Sisay put a hand on his arm. He could feel the tough calluses on her palm. "I know what you mean. Believe me, I do. There's something special about the search itself, even if you don't find what you're looking for. I think sometimes that's what I was really looking for, rather than for the Legacy. I was looking for… for the looking itself. Is that stupid?"

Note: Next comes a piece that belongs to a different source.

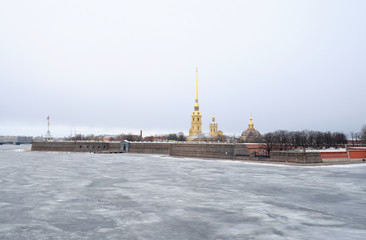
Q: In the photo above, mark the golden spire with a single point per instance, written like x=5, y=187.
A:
x=251, y=124
x=196, y=84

"No. No, it's not." Gerrard turned and looked Sisay full in the face. Since he'd found her in Volrath's Dream Halls, this was the first time he'd looked closely at her. Fine lines surrounded her eyes. A tiny streak of gray had appeared in her hair. A delicate scar-almost a decoration, it was so fine-ran from the edge of her mouth back along the line of her jaw to her ear. Her skin was weather roughened, not the fine blush that mantled Hanna's face. Yet it had a kind of unearthly beauty that was all Sisay's own. Her eyes were brown, set deep in her face, filled with pain, with joy, with a kind of wild hope.
"Do you know something?" Gerrard asked. "Rath made you stronger. Made you wiser. More beautiful."
"It's the power of hate," interrupted Takara, sitting nearby, tossing pebbles sullenly in the fire. "Hate makes you stronger, wiser, more beautiful."
Without looking at the Rathi, Gerrard shook his head. "No. There you're wrong. Hate eats you up from the inside. It makes you weak and stupid and ugly. It's hope that makes you strong. There were two ways to survive Rath-hate and hope. Only hope makes heroes."
The next two days, the road wound among trees of increasing girth and height, with branches that began fifty or sixty feet up the trunk. They were of a kind completely unfamiliar to anyone in the party. In some places, the path was completely overgrown. It took all of Tahngarth's and Sisay's tracking skills to keep them going in the right direction.
From the lower branches of the trees, moss draped like tattered clothing, casting mysterious shadows across the path. Wherever upper branches let" sun penetrate to the forest floor, lizards scuttled across the roadway or sunned themselves on rocks.